The games selected as “esports” for this global virtual competition include archery (Tic Tac Bow), dance (Just Dance), Baseball (WBSC eBaseball Power Pros), chess (Chess.com), cycling (Zwift), motorsports (Gran Turismo), sailing (Virtual Regatta), tennis (Tennis Clash), and Taekwondo (virtual Taekwondo).
These titles were chosen by the IOC with the help of international federations, though no particular federation is listed in the announcement, which is likely a good thing, as the reaction to this announcement online has been met with a lot of criticism already—mostly due to the fact that the only recognizable titles are Sony’s Gran Turismo and Ubisoft’s Just Dance.
No professional esports games – even the titles you might expect including a football title from Konami or EA Sports, or even the popular Rocket League made the cut, apparently.
It’s not surprising that games such as League of Legends, Counter-Strike: Global Offensive, Valorant, Halo, Rainbow Six Siege, Call of Duty, PUBG and its mobile counterpart, and many other titles that contain different levels of violence and shooting didn’t make the cut, as the OIC has long been against games of this nature, and these games don’t have a real-world sports component to justify inclusion – a long held view of the IOC.
The reaction has been interesting on social media; people such as former TEO CEO Chris Hana (who now works for Kolex) wrote in a LinkedIn post that the community should could cut the IOC some slack, because it has to start somewhere and they obviously chose game titles that have a connection to real-world sports (as we noted earlier), but he also notes that the esports ecosystem doesn’t need validation of the IOC at this point, and what it does in the competitive gaming space should probably be ignored.

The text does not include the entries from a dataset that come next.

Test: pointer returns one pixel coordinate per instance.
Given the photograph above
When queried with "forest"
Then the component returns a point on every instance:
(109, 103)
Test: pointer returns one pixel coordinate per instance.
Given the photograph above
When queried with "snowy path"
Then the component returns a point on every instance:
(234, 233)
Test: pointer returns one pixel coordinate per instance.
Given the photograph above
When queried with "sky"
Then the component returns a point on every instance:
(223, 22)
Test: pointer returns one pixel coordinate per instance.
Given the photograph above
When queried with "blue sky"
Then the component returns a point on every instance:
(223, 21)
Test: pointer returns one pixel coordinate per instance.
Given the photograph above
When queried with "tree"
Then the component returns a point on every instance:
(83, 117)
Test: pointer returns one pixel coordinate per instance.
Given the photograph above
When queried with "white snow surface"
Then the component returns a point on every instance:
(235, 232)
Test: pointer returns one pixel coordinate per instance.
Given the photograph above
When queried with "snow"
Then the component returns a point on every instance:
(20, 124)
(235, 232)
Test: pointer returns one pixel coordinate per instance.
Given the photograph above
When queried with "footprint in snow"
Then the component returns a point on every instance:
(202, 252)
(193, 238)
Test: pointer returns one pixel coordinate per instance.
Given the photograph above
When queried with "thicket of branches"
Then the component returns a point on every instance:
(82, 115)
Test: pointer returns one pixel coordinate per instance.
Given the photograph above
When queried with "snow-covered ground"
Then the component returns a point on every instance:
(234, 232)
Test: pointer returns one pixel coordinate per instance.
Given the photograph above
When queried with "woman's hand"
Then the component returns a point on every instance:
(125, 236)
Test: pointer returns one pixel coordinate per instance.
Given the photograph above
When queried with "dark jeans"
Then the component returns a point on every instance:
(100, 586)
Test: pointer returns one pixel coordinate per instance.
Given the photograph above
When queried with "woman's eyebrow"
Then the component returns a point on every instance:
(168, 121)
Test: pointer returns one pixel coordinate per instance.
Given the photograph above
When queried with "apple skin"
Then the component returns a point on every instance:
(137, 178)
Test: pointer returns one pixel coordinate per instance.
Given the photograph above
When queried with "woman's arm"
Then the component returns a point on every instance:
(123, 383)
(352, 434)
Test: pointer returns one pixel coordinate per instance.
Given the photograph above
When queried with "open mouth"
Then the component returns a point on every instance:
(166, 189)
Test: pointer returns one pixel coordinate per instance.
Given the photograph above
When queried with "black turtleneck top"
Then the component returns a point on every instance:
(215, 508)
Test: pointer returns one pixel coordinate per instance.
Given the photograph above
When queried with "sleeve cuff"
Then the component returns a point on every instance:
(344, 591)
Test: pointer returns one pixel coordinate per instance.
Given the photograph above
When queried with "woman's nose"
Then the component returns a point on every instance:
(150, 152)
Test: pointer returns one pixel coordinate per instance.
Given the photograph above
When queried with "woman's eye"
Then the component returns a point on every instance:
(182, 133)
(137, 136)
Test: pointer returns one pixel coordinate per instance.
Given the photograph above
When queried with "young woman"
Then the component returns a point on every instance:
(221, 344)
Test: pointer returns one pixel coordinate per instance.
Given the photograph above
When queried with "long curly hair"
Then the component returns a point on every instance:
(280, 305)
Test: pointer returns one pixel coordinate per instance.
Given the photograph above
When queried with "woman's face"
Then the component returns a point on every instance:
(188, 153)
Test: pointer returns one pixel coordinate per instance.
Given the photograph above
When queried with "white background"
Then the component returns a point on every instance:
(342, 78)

Much of the contention doesn’t get the point of the IOC using the term “esports” (something it hasn’t done until now) because it didn’t choose an actual esports titles, but Dr. Tobias Scholz, assistant professor at the University of Siegen and founding chairman of the Esports Research Network, told The Esports Advocate that his concerns go well beyond just the usage of words:
“The selection of games by the International Olympic Committee (IOC) suggests a preference for esports titles that have a real-world counterpart and are endorsed by a governing body. The IOC seeks esports that can be governed in a manner similar to traditional sports. While this approach is not necessarily reprehensible and understandable from their perspective.
“It could result in a division of the esports ecosystem into a sports-oriented branch, which is sanctioned by the IOC and its federations, and a traditional esports ecosystem, which is driven by publishers. It is worth noting, however, that the inclusion of archery and taekwondo in the selection indicates a focus on regulating the content of esports titles rather than banning those that contain violent elements. The Olympic Esports Series serves as a clear indication of the IOC’s vision for esports. It is also noteworthy that large publishers, particularly those with sports simulations in their portfolio, are notably absent from the selection.”
Editor’s note: Chris Hana is the former CEO of The Esports Observer, a company the author worked for for three years. This story was updated to clarify Hana’s thoughts on the relevance of the IOC as it relates to esports.